How to keep track of depth in breadth first search?

廉价感情. 提交于 2019-11-30 04:53:42

You don't need to use extra queue or do any complicated calculation to achieve what you want to do. This idea is very simple.

This does not use any extra space other than queue used for BFS.

The idea I am going to use is to add null at the end of each level. So the number of nulls you encountered +1 is the depth you are at. (of course after termination it is just level).

     int level = 0;
     Queue <Node> queue = new LinkedList<>();
     queue.add(root);
     queue.add(null);
     while(!queue.isEmpty()){
          Node temp = queue.poll();
          if(temp == null){
              level++;
              queue.add(null);
              if(queue.peek() == null) break;// You are encountering two consecutive `nulls` means, you visited all the nodes.
              else continue;
          }
          if(temp.right != null)
              queue.add(temp.right);
          if(temp.left != null)
              queue.add(temp.left);
     }

Maintain a queue storing the depth of the corresponding node in BFS queue. Sample code for your information:

queue bfsQueue, depthQueue;
bfsQueue.push(firstNode);
depthQueue.push(0);
while (!bfsQueue.empty()) {
    f = bfsQueue.front();
    depth = depthQueue.front();
    bfsQueue.pop(), depthQueue.pop();
    for (every node adjacent to f) {
        bfsQueue.push(node), depthQueue.push(depth+1);
    } 
}

This method is simple and naive, for O(1) extra space you may need the answer post by @stolen_leaves.

stolen_leaves

Try having a look at this post. It keeps track of the depth using the variable currentDepth

https://stackoverflow.com/a/16923440/3114945

For your implementation, keep track of the left most node and a variable for the depth. Whenever the left most node is popped from the queue, you know you hit a new level and you increment the depth.

So, your root is the leftMostNode at level 0. Then the left most child is the leftMostNode. As soon as you hit it, it becomes level 1. The left most child of this node is the next leftMostNode and so on.

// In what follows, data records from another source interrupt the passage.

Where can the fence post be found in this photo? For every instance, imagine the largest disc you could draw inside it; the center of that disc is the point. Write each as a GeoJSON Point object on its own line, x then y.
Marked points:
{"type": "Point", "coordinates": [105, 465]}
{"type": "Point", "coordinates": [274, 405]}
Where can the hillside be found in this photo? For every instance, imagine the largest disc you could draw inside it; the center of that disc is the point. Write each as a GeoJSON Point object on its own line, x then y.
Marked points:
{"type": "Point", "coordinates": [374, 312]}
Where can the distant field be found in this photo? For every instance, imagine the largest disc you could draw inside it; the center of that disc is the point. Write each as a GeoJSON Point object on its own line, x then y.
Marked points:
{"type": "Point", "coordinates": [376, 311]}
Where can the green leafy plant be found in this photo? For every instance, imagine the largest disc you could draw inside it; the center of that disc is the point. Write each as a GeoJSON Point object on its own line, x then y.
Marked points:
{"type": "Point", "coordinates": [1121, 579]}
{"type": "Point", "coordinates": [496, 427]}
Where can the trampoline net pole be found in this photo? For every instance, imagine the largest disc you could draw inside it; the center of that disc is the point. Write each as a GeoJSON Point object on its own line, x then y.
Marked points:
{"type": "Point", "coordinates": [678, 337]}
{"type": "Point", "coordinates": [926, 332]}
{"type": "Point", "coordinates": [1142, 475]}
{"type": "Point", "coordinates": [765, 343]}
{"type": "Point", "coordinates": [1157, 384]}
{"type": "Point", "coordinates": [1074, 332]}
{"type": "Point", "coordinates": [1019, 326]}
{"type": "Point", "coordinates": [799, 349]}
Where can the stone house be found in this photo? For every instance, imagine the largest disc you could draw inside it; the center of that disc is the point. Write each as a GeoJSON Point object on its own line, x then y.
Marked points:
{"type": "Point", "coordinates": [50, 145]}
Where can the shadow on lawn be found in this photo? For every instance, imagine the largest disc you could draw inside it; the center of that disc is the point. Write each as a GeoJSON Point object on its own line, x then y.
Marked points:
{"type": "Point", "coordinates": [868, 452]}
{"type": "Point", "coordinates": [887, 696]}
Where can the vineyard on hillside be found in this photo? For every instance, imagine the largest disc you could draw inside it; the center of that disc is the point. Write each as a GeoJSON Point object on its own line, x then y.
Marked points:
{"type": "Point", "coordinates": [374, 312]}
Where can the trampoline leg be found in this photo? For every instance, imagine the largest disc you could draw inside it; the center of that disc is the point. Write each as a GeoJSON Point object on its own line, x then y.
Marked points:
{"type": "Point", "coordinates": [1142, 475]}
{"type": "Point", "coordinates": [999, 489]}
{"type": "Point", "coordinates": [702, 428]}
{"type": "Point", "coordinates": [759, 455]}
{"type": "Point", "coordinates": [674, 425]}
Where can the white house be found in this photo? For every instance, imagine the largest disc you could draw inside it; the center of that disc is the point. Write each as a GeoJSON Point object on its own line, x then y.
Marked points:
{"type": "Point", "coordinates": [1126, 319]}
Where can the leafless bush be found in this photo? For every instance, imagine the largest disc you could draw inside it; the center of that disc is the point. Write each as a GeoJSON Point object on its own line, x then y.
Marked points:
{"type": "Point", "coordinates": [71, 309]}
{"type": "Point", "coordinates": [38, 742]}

If your tree is perfectly ballanced (i.e. each node has the same number of children) there's actually a simple, elegant solution here with O(1) time complexity and O(1) space complexity. The main usecase where I find this helpful is in traversing a binary tree, though it's trivially adaptable to other tree sizes.

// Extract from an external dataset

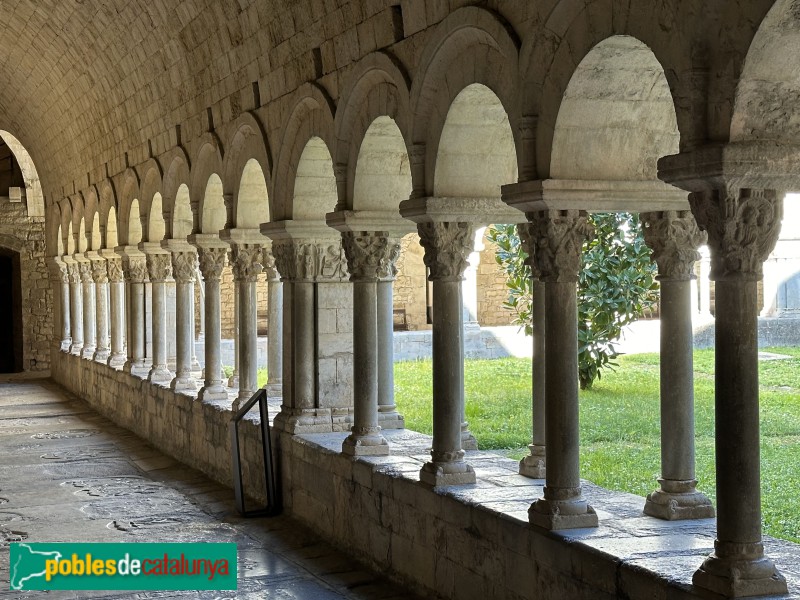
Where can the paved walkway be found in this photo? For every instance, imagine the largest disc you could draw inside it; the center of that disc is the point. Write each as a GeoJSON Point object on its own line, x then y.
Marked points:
{"type": "Point", "coordinates": [69, 474]}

The key thing to realize here is that each level of a binary tree contains exactly double the quantity of nodes compared to the previous level. This allows us to calculate the total number of nodes in any tree given the tree's depth. For instance, consider the following tree:

This tree has a depth of 3 and 7 total nodes. We don't need to count the number of nodes to figure this out though. We can compute this in O(1) time with the formaula: 2^d - 1 = N, where d is the depth and N is the total number of nodes. (In a ternary tree this is 3^d - 1 = N, and in a tree where each node has K children this is K^d - 1 = N). So in this case, 2^3 - 1 = 7.

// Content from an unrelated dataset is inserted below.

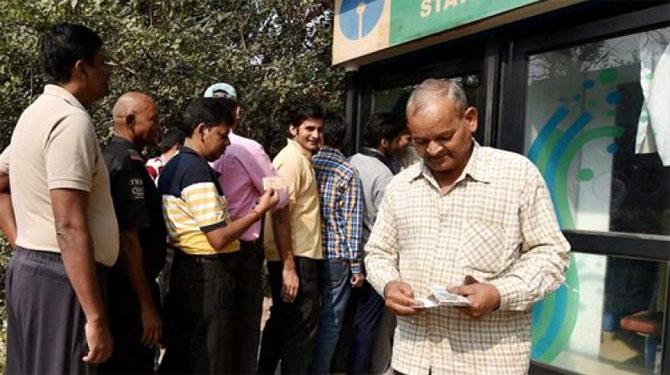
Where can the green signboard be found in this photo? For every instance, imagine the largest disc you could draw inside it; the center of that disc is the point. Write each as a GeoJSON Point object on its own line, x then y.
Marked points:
{"type": "Point", "coordinates": [415, 19]}
{"type": "Point", "coordinates": [367, 26]}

To keep track of depth while conducting a breadth first search, we simply need to reverse this calculation. Whereas the above formula allows us to solve for N given d, we actually want to solve for d given N. For instance, say we're evaluating the 5th node. To figure out what depth the 5th node is on, we take the following equation: 2^d - 1 = 5, and then simply solve for d, which is basic algebra:

If d turns out to be anything other than a whole number, just round up (the last node in a row is always a whole number). With that all in mind, I propose the following algorithm to identify the depth of any given node in a binary tree during breadth first traversal:

  1. Let the variable visited equal 0.
  2. Each time a node is visited, increment visited by 1.
  3. Each time visited is incremented, calculate the node's depth as depth = round_up(log2(visited + 1))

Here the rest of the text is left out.